En conférence de presse lundi, il a ajouté que la province s’attendait à ce que le système de santé soit sous pression, étant donné la pandémie de COVID-19.

Questionné au sujet des mesures prises par son gouvernement pour pallier le manque de personnel, Tyler Shandro a affirmé que la province a entre autres embauché plus de 800 infirmières durant la pandémie.

Notre système de santé fait face à la plus importante crise sanitaire des 100 dernières années, a-t-il ajouté en conférence de presse lundi. Bien sûr qu’il y a de la pression. AHS a fait un travail formidable pour s’assurer d’avoir les ressources nécessaires pour que les gens puissent recevoir les soins dont ils ont besoin dans nos hôpitaux.

Une pénurie qui dure

Le Syndicat de la fonction publique de l'Alberta (AUPE), qui représente 95 000 employés du secteur public, affirme cependant que la pénurie de personnel existait bien avant la crise sanitaire.

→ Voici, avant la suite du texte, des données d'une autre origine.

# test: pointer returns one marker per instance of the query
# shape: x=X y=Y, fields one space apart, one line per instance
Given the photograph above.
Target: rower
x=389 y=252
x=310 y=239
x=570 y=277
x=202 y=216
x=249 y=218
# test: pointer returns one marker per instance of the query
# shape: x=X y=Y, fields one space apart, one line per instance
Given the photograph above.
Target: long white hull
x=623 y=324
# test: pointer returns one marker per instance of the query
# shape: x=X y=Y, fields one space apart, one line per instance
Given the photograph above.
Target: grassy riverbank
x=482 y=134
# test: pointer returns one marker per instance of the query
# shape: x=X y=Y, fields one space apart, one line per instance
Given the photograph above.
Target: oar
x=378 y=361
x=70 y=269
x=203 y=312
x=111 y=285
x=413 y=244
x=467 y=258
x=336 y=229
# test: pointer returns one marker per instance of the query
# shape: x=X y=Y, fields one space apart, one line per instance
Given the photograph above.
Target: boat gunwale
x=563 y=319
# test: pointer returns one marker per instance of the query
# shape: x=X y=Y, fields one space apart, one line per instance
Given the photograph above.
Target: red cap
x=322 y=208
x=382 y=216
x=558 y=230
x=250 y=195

Il y avait déjà beaucoup de postes vacants avant la pandémie et il [le gouvernement] ne les pourvoyait pas. C’était une stratégie pour faire des économies, mais maintenant, le personnel est épuisé, soutient la vice-présidente d’AUPE, Bonnie Gostola.

Le médecin dépanneur Parker Vandermeer, qui a travaillé dans une dizaine d’établissements de santé ruraux partout dans la province au cours de la dernière année, partage cet avis.

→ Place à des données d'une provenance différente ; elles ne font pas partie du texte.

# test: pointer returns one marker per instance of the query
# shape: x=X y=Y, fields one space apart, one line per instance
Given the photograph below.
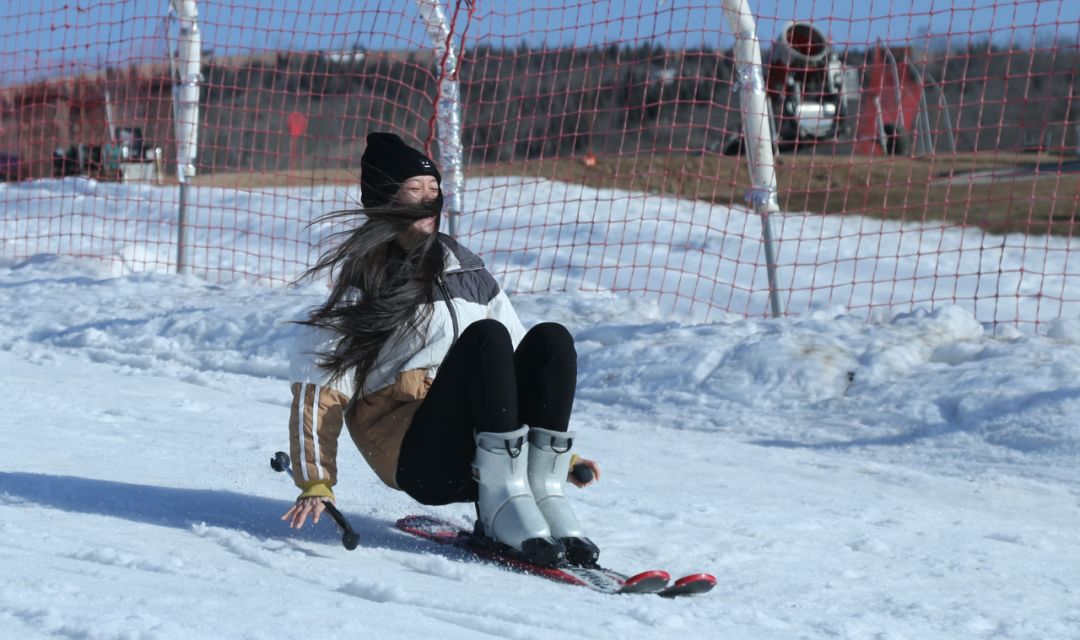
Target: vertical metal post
x=181 y=229
x=186 y=112
x=757 y=131
x=447 y=110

Je ne crois pas que les vacances aient à voir avec ces fermetures de lits, dit-il. Je vois beaucoup de travailleurs à temps partiel qui doivent travailler à temps plein, des infirmières qui sont au bout du rouleau parce qu'elles doivent faire des heures supplémentaires pour garder des départements ouverts. [...] Ce n’est pas normal. C’est le résultat de l’épuisement lié à la pandémie, mais aussi du manque de soutien du Parti conservateur uni, surtout dans les zones rurales.

Bonnie Gostola ajoute que les compressions de personnel annoncées par le gouvernement de Jason Kenney poussent les professionnels de la santé et les employés de soutien à quitter le milieu.

Ils [le gouvernement] n’attireront pas d’individus talentueux dans notre système de santé en menaçant de supprimer 11 000 postes, parmi nos membres seulement, déplore-t-elle. Les infirmières ont été menacées, les médecins ont été menacés.